ぎゅっと背後から抱きしめてくるステラにイストファは照れたように笑って、ケイがちょっと困惑したような笑みを浮かべる。

「えっと……お師匠様、なんだよね?」

「そうね、今は」

イストファが何かを言う前にステラがそう答え、ケイから「へえ……」という返答が返ってくる。

なんだか微妙に気温が下がったかのような妙な悪寒を感じながらも、イストファは「あの」と声をあげる。

「ケイさん。良かったら荷物持ちますから、一緒に行きませんか?」

「いいの?」

「はい」

遠慮がちに差し出してくるケイから袋を受け取ると、イストファは先頭を歩き出す。

勿論、そうする必要などないのだが……なんとなく昨夜の事も今の事もあったせいか、ケイを一人にするのに僅かな不安が沸き上がったからだ。

あるいは、行く場所が同じだからというのもあるだろう。

一言で言えば「心配だから」と、ただそれだけの話だ。特に不思議な事でもない。

ないが……ケイからすれば、それは少し驚きの変化ではあった。

イストファが、誰かの心配をする余裕を持つことが出来ている。

それがどれだけ凄い変化であるのかは、ケイにはよく分かっている。

それを自分ではない人間がもたらす事が出来た事実を少し悔しくも……けれど、嬉しくも思えるのだ。

「ねえ、イストファ君」

「はい」

「よかったね」

「? はい」

少し疑問に思いながらも頷くイストファにケイは微笑んで、そのまま並んで歩く。

そして、そんな二人の蚊帳の外のカイルとステラは……二人の後ろを歩きながら小さく囁き合う。

「……どういう関係なんだ、あの二人は」

「お世話になった武具店の娘さんと客でしょ?」

「うーむ」

「ちょっと、どうしたの二人とも」

振り返ったイストファに二人は「なんでもない」と首を横に振って、ケイはクスクスと笑う。

「ほら、着いたよ」

「ん? ケイか。お帰り」

「ただいま、お父さん。あ、イストファ君、ありがとっ」

店の前に立っていたフリートを見つけると、ケイはイストファから袋を受け取って店の奥へと入っていく。

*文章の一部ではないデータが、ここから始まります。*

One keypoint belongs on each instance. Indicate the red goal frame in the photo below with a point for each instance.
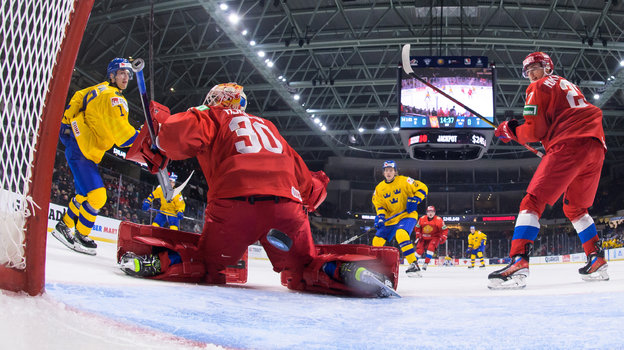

自然とフリートとイストファの視線が合い……フリートは、ジロリとイストファを睨む。

「……言っとくが、その時は婿入りして継いでもらうからな」

「え?」

「ちょっとドワーフ。妙な事言わないでくれるかしら」

「なんだ、居たのかエルフ」

サッとイストファを背後から奪取するように抱き寄せるステラに、フリートが嫌そうな顔で息を吐く。

……が、その横から顔を出したカイルを見つけると「ん?」と声をあげる。

「あ、えっと。友達のカイルです」

「未来の大魔法士、カイルだ。イストファの友人だ」

自信満々に髪をかきあげるカイルにフリートは「ほおー」と声をあげる。

「中々いい装備だな。そこまでのもんは久々に見たぜ」

「だろう?」

「ああ。ま、中に入りな」

促し店の中に入っていくフリートの後を追うようにイストファ達もフリート武具店へと入っていくと……店のレイアウトが少し変わっている事に気付く。

店の入り口付近においてあった安い武器を雑多に入れた樽が店の奥の方へと移動しており、軽い武器は棚の少し取りにくい位置へと移動させてあるのだ。

「あれって……」

「ん? おう。昨夜、どこぞの店から奪われた武器で事件が起こったみたいでな。衛兵連中がある程度の自己対策を頼むって回ってたんだよ。それで、一応な」

手に取りやすい位置に重たい武器があったところで、持って素早く逃げるのは難しい。

軽い武器を持って逃げるにも、手に取りにくい位置にあれば怪しい人間だと判断した時点でフリートが声をかけられるし、場合によっては店の外まで殴り飛ばせる。

つまりは、そういうことなのだ。

「お前等も気を付けろよ」

「つーか、俺達だぞ襲われたのは」

「何っ!?」

あっさりとバラすカイルに、フリートが驚いたようにイストファへと視線を向ける。

「……そうなのか?」

「はい、一応。でも」

怪我もしてませんし、と言おうとしたイストファの両肩を叩き何かを確かめるようにすると、フリートはふうと安堵の息を吐く。

「怪我はしてねえみたいだな」

「あ、えっと、はい」

「むしろ今ので怪我したんじゃないかしら」

「あはは……」

確かにフリートの今の打撃はちょっと痛かったな……などと思いながらイストファが苦笑していると、フリートはケッと悪態をつく。

「まったく、よりによってイストファを襲うたあな。俺がその場に居りゃ全員再起不能にしてやったのによ」

「い、いやそこまでは……」

「フン。どうせ五体満足でもまともな事しねえんだ。どうなったって変わりゃしねえよ」

言いながら、フリートはイストファの鎧の傷を確かめていく。